Feds Curb Canadian Access to Library on the Border

New Homeland Security rules require separate entry point

April 14, 2025

A black line on the floor inside the Haskell Library indicates the border between the US and Canada. Above the line, a small US flag on the left and Canadian flag on the right sit side-by-side on a bookshelf.
Inside the Haskell Library, a black line on the floor marks the border between the United States and Canada, which patrons from both countries can freely move across. courtesy of Sylvie Boudreau

For more than a century, Canadians have used nothing but a narrow sidewalk to cross their national border into Vermont and enter the Haskell Free Library and Opera House. Inside, a line of black tape on the library’s floor demarcates the US-Canada border, and patrons from both countries can freely move across it. Anyone who lives within a 30-mile radius of the library is eligible for a library card.

US Rep. Natalie M. Blais (D-Mass.), who grew up in nearby Derby Line, Vermont, calls the library her “entryway to other worlds growing up in a really small town.” The line on the floor delineating the border, she says, never seemed particularly important.

“It just wasn’t something that we paid attention to,” Blais says. “Being in the library, it wasn’t important where you came from.”

Now, however, the US Department of Homeland Security (DHS) has announced plans to limit access to the library from the Canadian side of the border. Until October 1, library cardholders coming from Canada can still use the sidewalk to cross. After that, anyone in Canada who wants to use the library’s main entrance must cross at an approved checkpoint or use an entrance on the Canadian side of the library that is about to undergo renovations.

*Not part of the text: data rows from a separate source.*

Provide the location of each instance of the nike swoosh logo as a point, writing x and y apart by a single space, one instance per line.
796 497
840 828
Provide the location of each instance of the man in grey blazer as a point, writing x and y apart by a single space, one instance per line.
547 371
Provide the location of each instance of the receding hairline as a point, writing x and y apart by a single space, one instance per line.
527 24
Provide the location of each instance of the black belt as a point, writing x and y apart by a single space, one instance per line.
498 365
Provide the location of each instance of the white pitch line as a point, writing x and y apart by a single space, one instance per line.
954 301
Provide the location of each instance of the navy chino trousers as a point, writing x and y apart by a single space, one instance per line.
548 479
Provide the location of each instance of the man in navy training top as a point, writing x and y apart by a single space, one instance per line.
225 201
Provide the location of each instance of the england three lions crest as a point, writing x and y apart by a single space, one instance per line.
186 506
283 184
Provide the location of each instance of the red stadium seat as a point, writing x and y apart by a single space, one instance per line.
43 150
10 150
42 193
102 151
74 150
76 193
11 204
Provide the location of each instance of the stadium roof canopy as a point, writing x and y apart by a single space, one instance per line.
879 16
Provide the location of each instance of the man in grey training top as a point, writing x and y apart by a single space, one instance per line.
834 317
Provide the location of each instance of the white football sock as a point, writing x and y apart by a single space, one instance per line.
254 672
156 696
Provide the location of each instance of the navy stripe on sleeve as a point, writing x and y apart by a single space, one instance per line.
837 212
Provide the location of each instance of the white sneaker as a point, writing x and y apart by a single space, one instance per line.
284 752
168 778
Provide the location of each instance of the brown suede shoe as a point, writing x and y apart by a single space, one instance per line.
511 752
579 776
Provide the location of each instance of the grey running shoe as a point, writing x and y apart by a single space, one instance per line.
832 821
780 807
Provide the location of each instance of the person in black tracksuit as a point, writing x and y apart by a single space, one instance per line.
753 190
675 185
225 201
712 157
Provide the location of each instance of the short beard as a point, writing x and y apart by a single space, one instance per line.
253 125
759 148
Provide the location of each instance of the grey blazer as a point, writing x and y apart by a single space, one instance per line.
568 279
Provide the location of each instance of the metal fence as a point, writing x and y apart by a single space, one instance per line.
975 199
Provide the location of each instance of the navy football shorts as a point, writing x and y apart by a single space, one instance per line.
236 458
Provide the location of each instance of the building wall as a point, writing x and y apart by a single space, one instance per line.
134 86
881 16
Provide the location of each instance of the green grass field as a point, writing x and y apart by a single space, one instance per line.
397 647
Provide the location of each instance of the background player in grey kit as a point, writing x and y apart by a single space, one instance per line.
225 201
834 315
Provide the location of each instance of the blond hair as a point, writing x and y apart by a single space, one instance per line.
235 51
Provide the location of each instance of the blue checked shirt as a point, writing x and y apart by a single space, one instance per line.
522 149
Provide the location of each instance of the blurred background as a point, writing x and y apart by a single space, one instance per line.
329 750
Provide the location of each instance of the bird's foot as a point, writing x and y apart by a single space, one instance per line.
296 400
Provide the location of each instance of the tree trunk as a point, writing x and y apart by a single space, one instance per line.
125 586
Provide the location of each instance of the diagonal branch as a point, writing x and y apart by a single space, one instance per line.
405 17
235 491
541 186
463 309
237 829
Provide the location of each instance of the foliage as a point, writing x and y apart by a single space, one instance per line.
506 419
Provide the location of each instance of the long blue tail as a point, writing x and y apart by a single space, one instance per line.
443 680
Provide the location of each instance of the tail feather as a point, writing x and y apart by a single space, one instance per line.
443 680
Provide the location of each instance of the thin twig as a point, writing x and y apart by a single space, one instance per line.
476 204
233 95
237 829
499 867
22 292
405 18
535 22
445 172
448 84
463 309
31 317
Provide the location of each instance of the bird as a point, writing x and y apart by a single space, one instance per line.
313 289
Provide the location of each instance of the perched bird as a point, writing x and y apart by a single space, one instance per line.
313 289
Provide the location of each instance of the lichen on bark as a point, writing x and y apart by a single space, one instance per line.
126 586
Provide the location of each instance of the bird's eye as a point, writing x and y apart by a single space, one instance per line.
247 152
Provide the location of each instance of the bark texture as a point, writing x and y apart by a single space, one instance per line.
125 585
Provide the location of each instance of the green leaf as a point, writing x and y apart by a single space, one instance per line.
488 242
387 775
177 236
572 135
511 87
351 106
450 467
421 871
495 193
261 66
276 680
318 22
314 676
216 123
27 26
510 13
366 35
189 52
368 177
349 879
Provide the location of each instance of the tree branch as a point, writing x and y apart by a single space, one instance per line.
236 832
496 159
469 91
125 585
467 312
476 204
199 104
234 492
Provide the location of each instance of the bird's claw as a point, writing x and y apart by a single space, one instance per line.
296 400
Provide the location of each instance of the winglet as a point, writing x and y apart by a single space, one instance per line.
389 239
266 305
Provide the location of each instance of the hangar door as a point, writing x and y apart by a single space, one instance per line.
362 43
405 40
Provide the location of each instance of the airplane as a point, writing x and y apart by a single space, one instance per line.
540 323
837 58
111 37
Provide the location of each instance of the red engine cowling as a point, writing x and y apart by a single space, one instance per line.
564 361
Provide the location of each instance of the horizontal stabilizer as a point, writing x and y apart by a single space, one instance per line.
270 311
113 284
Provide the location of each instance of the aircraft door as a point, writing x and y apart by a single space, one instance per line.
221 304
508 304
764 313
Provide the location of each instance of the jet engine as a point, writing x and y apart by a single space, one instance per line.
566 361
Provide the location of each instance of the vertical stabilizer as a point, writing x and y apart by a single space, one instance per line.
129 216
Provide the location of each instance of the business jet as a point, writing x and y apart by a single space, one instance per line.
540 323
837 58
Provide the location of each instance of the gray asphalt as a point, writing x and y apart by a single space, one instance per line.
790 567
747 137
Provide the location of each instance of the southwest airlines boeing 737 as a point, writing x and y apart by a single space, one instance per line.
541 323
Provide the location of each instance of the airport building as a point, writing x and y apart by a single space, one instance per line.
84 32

Recognized as a national historic site in Canada, the library is also listed on the US National Register of Historic Places. Since its founding in 1901, the building has become a symbol of international cooperation as well as a community resource for neighbors in Derby Line and in Stanstead, Québec.

Years ago, as a student at Stanstead College—a Québec boarding school that lies less than two miles from the library—Jack Walker marched in Armistice Day parades that led toward the border, into Vermont via the sidewalk, and into the library for speeches and a musical performance.

“Americans would use the library, and Canadians used the library,” Walker says. “We always thought about it as kind of a beacon of neighborly cooperation and participation.”

But since the attacks on the World Trade Center and Pentagon in 2001, the library has faced increasing headwinds from border control, says Sylvie Boudreau, president of the library’s board of trustees.

Those headwinds turned into a gale January 30, when DHS Secretary Kristi Noem visited the library, saying, “USA number one” on the American side before stepping over the line into Canada and saying, “The 51st state.”

An outdoor sign that reads "Canadian entrance" in English and French features a red arrow pointing toward an emergency-exit door to the library.
Until construction of a permanent entrance, parking lot, and access ramps are complete, patrons and staffers coming from Canada are encouraged to use the emergency-exit door on the library’s Canadian side. Photo: Haskell Free Library and Opera House Facebook page

At that point, Boudreau says, “I knew it was a question of time” before the US entrance closed to visitors from Canada.

Increased border enforcement is necessary, DHS argues, to prevent drug traffickers and smugglers from using the library as a site for illegal activity. The department reports that in fiscal year 2024, it recorded 147 apprehensions, one vehicle incursion, and four vehicle seizures surrounding the library.

“We are ending such exploitation by criminals and protecting Americans,” a department official wrote in a March 21 statement.

Boudreau, who worked for years in Canadian customs, says she understands DHS’s concerns. In 2011, for example, two Americans smuggled about 20 guns into the library and stashed them in a bathroom; a Canadian retrieved the weapons and sold them in Québec. Nevertheless, Boudreau is determined to maintain the library’s accessibility on both sides of the border.

For now, Boudreau encourages patrons coming from Canada to use the emergency-exit door on the Canadian side, even though library members will be allowed to walk along the sidewalk to the main entrance for a few more months. Library staffers who live in Canada are doing the same.

“We don’t want them to have any problems” such as being arrested or fined, Boudreau says.

To address the issue in the long term, the library’s Canadian side is being renovated to include a permanent entrance, parking lot, and access ramps. Boudreau’s goal is to finish the renovations by July—and, powered by community donations, she may be able to. Individual contributions, a GoFundMe, and a CanadaHelps fundraising page have already brought in more than $200,000.

Best-selling Canadian author Louise Penny, who writes the popular Armand Gamache mysteries, has visited and held events at the Haskell for years. In fact, several scenes in her next book are set at the library.

The author argues that libraries and learning institutions, which she calls “conduit[s] for a dissenting voice,” are often early targets of “tyrants.” She hopes that the changes at the library will serve as a wake-up call to “how vulnerable these institutions are.”

“If they can do it to the Kennedy Center,” Penny says, “can you imagine what they can do to the Haskell?”